Birgün Gazetesi'nde yer alan habere göre 31 Mart seçimlerinde İstanbul’da sandığa gitmeyen 1 milyon 705 bin seçmenin büyük çoğunluğunun “küskün ve tepkili” AKP seçmeni olduğu varsayımıyla, 23 Haziran’da bu durumda olanları Binali Yıldırım için oy kullanmaya ikna etmek üzere harekete geçen iktidar cephesinde “seçmen sayısını artırmaya çalışırken mevcutları da kaybedersek” endişesi sıklıkla dillendiriliyor.
AKP’de, başta “beka söylemi” olmak üzere kampanya sürecinde yanlış bir strateji izlendiği, 31 Mart gecesi ve ardından seçimin iptali sürecinin kötü yönetildiği görüşünde olanlar, 23 Haziran’da ortaya çıkacak tablodan da kaygı duyuyor. “Ekrem İmamoğlu’nun mağdur edildiği” algısı ve bunun “risk oluşturduğu” görüşünü dile getirenler, 23 Haziran stratejisinin “yeni seçmen kazanmak kadar ‘çantada keklik’ olarak görülmeyen mevcut seçmeni korumak” hedefine yönelik olmasında ısrarlı.

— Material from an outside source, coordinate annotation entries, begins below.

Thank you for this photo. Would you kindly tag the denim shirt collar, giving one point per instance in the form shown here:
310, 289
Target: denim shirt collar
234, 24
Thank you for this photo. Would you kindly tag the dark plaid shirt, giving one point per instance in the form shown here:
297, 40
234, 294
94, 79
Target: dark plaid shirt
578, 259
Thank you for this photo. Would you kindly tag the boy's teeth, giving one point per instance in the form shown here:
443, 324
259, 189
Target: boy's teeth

Bu değerlendirmeler ışığında AKP’nin 23 Haziran’da yenilenecek İstanbul seçimi için “Küskün seçmeni ikna etmek kadar 31 Mart’ta oy verenleri korumaya” yönelik bir strateji izlemesi bekleniyor.

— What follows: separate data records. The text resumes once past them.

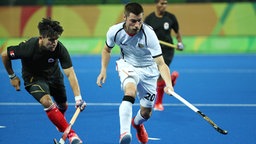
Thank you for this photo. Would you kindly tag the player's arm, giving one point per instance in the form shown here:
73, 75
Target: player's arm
71, 75
14, 80
105, 57
164, 72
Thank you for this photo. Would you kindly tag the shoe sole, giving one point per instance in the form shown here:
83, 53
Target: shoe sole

YENİLGİNİN NEDENLERİ MASADA
Erdoğan ve AKP açısından “varlık-yokluk seçimi” olarak yorumlanan 23 Haziran’daki İstanbul seçimine, 31 Mart’taki yenilginin nedenlerini tam olarak analiz ederek gitmek için parti içi değerlendirmeler de tüm hızıyla sürüyor. Partide deneyimli isimlerin tasfiyesi ve yerine yeni isimlerin gelmesiyle yaşanan kırgınlık ve küskünlüklerin tabana yansıdığı, İstanbul’da il örgütü ile Binali Yıldırım arasındaki gerginliğin de seçmeni etkilediği belirtilirken, bu tabloyu değiştirmek için tek tek seçmene ulaşmak üzere mahalle toplantılarına ağırlık verilmesi planlanıyor.